この旅に出るまえは、スイス・ベルホテルを3日間だけ予約し、もしこのホテルが気にいらない場合は、現地でべつのホテルを探そうと考えていた。
しかしとくに問題もなかったし、フロントの女の子とも顔なじみになっちゃったし、まわりがオールドタウンという点も気にいって、残りの3日もベルホテルに追加宿泊をすることにした。
6日も居座ってなにをしていたかというと、しょっちゅう街をぶらぶらしていたわりには、暑いからすぐにホテルへもどって、部屋でぼんやりすることも多かった。
これじゃバンジャルマシンの引きこもりだ。
もっと観光に行ったらどうなんだという人がいるかもしれないけど、わたしの旅はいつもこういうスタンスである。
ぜっかく来たんだからと、目いっぱい時間を有効に使おうという人がいるけど、そりゃくたびれるだけだし、だいたいバンジャルマシンには、バリ島のような名所旧跡はほとんどないのである。

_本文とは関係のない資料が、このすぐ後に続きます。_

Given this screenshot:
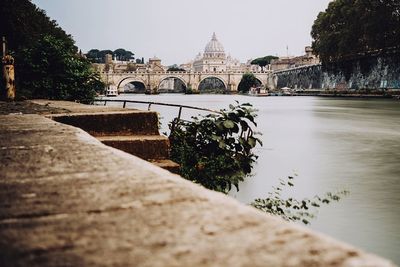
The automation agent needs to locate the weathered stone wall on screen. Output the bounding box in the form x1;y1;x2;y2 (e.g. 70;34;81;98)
274;55;400;90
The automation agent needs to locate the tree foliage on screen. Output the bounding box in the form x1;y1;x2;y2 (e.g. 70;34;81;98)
0;0;103;101
250;176;348;224
170;103;261;193
311;0;400;63
250;56;278;69
238;73;260;93
167;64;186;71
86;48;135;63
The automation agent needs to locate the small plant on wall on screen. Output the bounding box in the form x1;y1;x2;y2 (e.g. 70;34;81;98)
170;102;261;193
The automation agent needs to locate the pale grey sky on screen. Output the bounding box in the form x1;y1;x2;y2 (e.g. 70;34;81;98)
32;0;331;65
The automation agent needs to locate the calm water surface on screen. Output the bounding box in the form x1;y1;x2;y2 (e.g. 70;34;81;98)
104;94;400;265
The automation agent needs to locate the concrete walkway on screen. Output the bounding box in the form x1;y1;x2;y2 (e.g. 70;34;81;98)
0;115;394;267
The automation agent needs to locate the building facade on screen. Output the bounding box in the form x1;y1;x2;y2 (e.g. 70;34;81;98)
180;33;242;72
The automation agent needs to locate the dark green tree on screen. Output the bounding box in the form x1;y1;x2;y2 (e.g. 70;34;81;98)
238;73;260;93
169;103;261;193
250;56;278;69
0;0;103;101
311;0;400;63
167;64;186;71
86;49;104;63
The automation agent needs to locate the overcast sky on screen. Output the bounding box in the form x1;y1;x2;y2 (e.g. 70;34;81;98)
32;0;331;65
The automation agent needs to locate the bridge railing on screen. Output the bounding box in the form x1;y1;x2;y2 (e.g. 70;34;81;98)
93;99;222;132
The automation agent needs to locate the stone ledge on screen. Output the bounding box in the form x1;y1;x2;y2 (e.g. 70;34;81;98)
0;115;394;267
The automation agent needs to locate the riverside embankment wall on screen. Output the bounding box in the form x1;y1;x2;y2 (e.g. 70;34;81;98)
274;54;400;91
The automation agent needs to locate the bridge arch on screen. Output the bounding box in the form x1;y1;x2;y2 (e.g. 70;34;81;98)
198;75;229;92
157;75;188;93
117;76;147;90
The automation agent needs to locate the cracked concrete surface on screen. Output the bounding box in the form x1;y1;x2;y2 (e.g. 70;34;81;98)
0;115;394;267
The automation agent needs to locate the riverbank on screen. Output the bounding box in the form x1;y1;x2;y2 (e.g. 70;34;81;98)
0;102;394;267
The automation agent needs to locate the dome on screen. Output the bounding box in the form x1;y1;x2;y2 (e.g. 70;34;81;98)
204;32;225;56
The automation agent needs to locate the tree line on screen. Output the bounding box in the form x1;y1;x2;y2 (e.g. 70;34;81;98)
0;0;104;101
311;0;400;64
85;48;144;64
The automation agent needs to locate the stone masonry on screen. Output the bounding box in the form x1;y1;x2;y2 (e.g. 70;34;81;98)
0;103;394;267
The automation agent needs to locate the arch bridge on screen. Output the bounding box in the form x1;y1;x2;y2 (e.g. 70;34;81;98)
100;71;273;92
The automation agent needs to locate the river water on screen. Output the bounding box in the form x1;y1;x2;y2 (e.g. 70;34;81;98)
103;94;400;265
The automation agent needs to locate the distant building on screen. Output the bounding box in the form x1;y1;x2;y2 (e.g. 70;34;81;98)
180;33;244;72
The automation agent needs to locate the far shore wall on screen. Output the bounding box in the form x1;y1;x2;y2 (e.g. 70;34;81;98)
274;55;400;91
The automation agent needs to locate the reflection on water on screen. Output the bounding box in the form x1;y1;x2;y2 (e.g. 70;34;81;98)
104;95;400;264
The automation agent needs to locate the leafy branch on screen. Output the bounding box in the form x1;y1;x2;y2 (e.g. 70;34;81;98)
169;101;262;193
250;176;349;224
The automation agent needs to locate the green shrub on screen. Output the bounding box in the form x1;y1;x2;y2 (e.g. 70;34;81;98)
170;102;262;193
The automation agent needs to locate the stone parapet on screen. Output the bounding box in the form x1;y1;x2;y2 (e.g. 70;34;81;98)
0;115;394;267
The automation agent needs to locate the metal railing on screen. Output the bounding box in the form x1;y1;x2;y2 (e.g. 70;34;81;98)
93;99;222;132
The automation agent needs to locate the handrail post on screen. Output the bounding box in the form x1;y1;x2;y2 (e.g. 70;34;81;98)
178;107;183;121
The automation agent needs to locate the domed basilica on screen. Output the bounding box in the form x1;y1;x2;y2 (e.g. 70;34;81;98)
181;33;245;72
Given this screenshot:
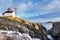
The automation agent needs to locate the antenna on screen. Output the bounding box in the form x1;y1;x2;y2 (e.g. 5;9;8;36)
15;8;17;15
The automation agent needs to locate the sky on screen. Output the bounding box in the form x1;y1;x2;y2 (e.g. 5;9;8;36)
0;0;60;22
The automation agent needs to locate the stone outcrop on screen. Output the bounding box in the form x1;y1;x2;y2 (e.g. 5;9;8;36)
0;17;47;40
50;22;60;40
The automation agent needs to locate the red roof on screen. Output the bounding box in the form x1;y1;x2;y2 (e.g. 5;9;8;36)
2;8;13;15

ホテルを自分の家のように使い、ときどき思い出したように近所をほっつき歩く。
それで十分。
着飾った外見よりも、女性の中身、つまり肉体に興味があるのといっしょで、わたしはバンジャルマシンのふつうの人々の生活を知りたいのである。


両替をしようと街へ出た (今回の写真はすべてタブレットで撮ったもの)。
ホテルのまえでごろごろしている人力車をつかまえて、グランド・メンタリに行ってくれと頼む。

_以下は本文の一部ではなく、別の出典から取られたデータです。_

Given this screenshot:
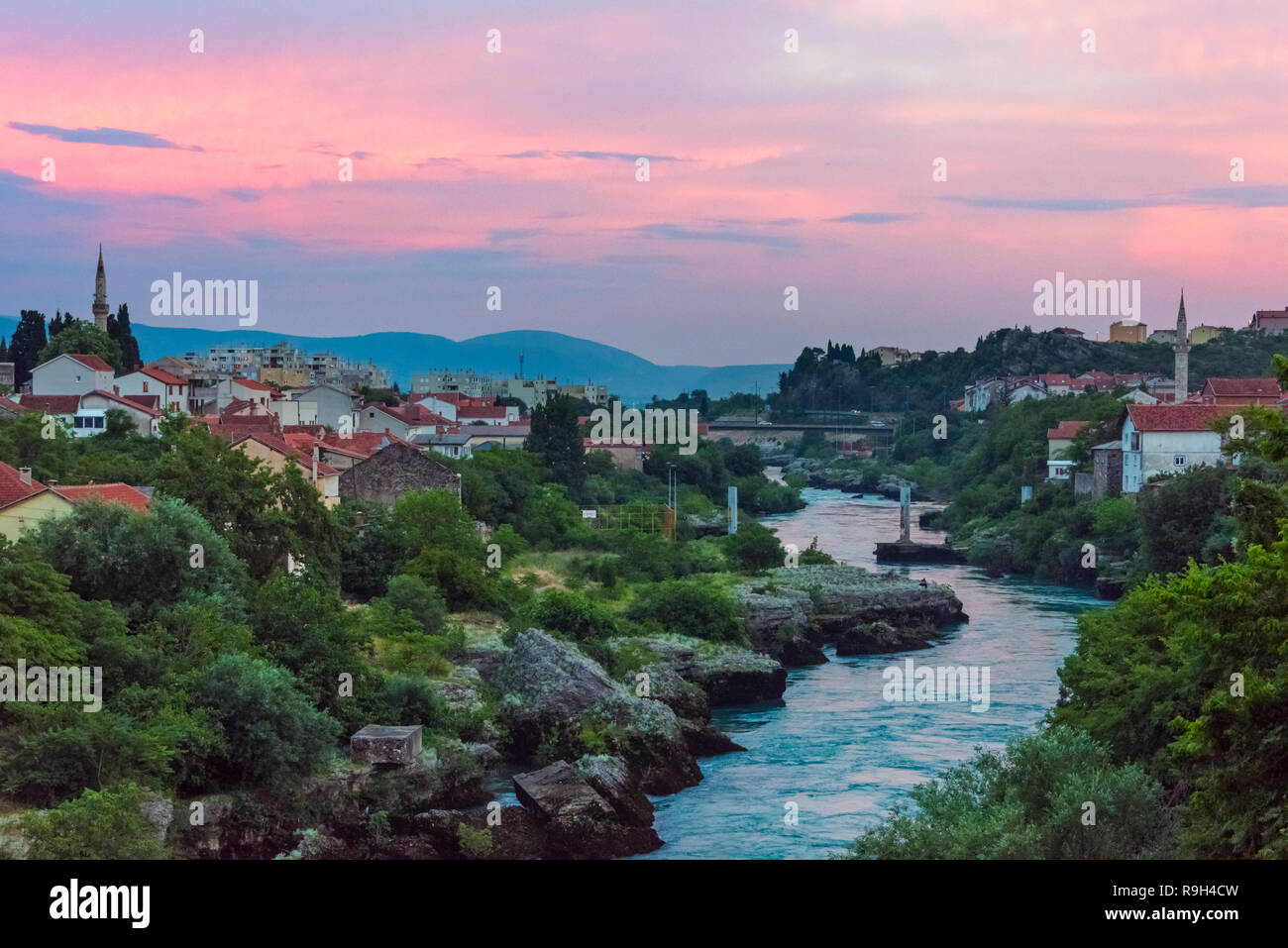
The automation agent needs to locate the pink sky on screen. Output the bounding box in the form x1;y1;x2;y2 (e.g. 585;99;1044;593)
0;0;1288;365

ガイドブックによるとこのホテルは市の中心部にあるそうだから、そのあたりをぶらぶらしてみれば、市の中心がいかなるものかわかるだろう。
銀行だってあるに違いない。

行ってみたらグランド・メンタリは、わたしの泊まっているベルホテルから、拍子抜けするくらい近いところだった (この写真のうちの、手前ふたつのビルはホテルと無関係かもしれないから、あまりアテにしないこと)。
たまたま目についた銀行に飛び込んで、日本円を両替したいというと、ウチではやっていませんという。
短刀を下げたガードマンが、あそこに両替屋がありますとなかなか親切。
いわれた両替屋で首尾よく1万円分のルピアを手に入れ、金を持ったままぶらぶらするのは危険だから、またいったんベルホテルにもどることにした。
市の中心部というのはわりあい通りも広く、いちおう文化的で、いくらか上品なところである。
バンジャルマシンで行儀のわるいのは、わたしが泊まっているベルホテルのまわりだけらしい。
わたしは外国に行って上品な街なんてものを見たいと思わない人間だから、それは結構なことだけど、ぶらぶらしているだけでも腹はへる。